Reputation: 31
I have a dataframe df which I read from a json file:
val df = spark.read.json("C:\\filepath\\file.json")
which have the following data
Id | downloadUrl | title |
---|---|---|
52193 | https://... | Title... |
5441 | https://... | Title... |
5280 | null | null |
5190 | https://... | Title... |
5215 | https://... | Title... |
1245 | https://... | Title... |
339 | null | Editorial |
59 | https://... | Title... |
Now I want to create a new dataframe or rdd that only have rows downloadUrl and title not null.
df.map(row=>{
// here I want to see if the downloadUrl is null
// do something
// else if the title is null
// do something
// else
// create a new dataframe df1 with a new column "allowed" with the value set to 1
// push df1 to API
})
Upvotes: 0
Views: 2097
Reputation: 740
df.map(row=>{
// here I want to see if the downloadUrl is null
// do something
// else if the title is null
// do something
// else
// create a new dataframe df1 with a new column "allowed" with the value set to 1
// push df1 to API
})
Not sure what you mean by if title/downloadUrl is null do something
But if you want a new dataframe that only have rows downloadUrl and title not null. Try using this dataset method
case class MyObject(id:Int, downloadUrl: String, title: String)

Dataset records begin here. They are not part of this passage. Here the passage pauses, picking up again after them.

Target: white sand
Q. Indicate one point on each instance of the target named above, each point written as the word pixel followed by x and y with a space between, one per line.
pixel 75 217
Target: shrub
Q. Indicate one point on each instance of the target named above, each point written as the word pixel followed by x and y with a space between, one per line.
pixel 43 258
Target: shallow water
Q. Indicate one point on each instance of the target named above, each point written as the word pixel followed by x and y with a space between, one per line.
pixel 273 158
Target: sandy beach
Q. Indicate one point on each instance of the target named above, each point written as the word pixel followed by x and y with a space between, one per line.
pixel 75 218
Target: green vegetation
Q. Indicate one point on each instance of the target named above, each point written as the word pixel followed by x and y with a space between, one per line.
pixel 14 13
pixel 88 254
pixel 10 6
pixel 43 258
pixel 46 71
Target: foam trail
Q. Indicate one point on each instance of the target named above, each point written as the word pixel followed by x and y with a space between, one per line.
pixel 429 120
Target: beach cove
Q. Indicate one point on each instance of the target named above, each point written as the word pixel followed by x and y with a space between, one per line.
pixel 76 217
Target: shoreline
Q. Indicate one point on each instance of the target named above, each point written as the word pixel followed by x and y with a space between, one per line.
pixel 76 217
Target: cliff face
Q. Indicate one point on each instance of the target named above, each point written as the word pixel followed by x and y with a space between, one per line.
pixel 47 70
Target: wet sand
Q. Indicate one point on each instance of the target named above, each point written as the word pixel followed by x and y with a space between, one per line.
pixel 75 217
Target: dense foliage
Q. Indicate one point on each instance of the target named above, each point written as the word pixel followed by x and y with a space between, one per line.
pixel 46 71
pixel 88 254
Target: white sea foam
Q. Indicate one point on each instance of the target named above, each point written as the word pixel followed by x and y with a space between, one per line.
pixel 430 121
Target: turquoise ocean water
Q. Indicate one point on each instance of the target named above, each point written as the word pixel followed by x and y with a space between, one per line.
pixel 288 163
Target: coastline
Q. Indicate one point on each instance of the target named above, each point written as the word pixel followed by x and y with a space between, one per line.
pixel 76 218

val df = spark.read.json("C:\\filepath\\file.json").as[MyObject]
val df1 = df.filter(o => o.downloadUrl =! null && o.title != null)
Another way would be using the filter function as below
val df1 = df.filter(row=>{
val downloadUrl = row.getAs[String]("downloadUrl")
val title = row.getAs[String]("title")
// here I want to see if the downloadUrl is null
// do something
// else if the title is null
// do something
// else
// create a new dataframe df1 with a new column "allowed" with the value set to 1
return title != null && downloadUrl != null
})
Lastly if you want to push reach row to an external API, use a foreach each instead. Then use the predicate to determine whether the row should be pushed
df.foreach(row=>{
val downloadUrl = row.getAs[String]("downloadUrl")
val title = row.getAs[String]("title")
// here I want to see if the downloadUrl is null
// do something
// else if the title is null
// do something
// else
// create a new dataframe df1 with a new column "allowed" with the value set to 1
if (title != null && downloadUrl != null){
//call the API here
}
})
But in this case we are not creating a new dataframe - df1
Upvotes: 1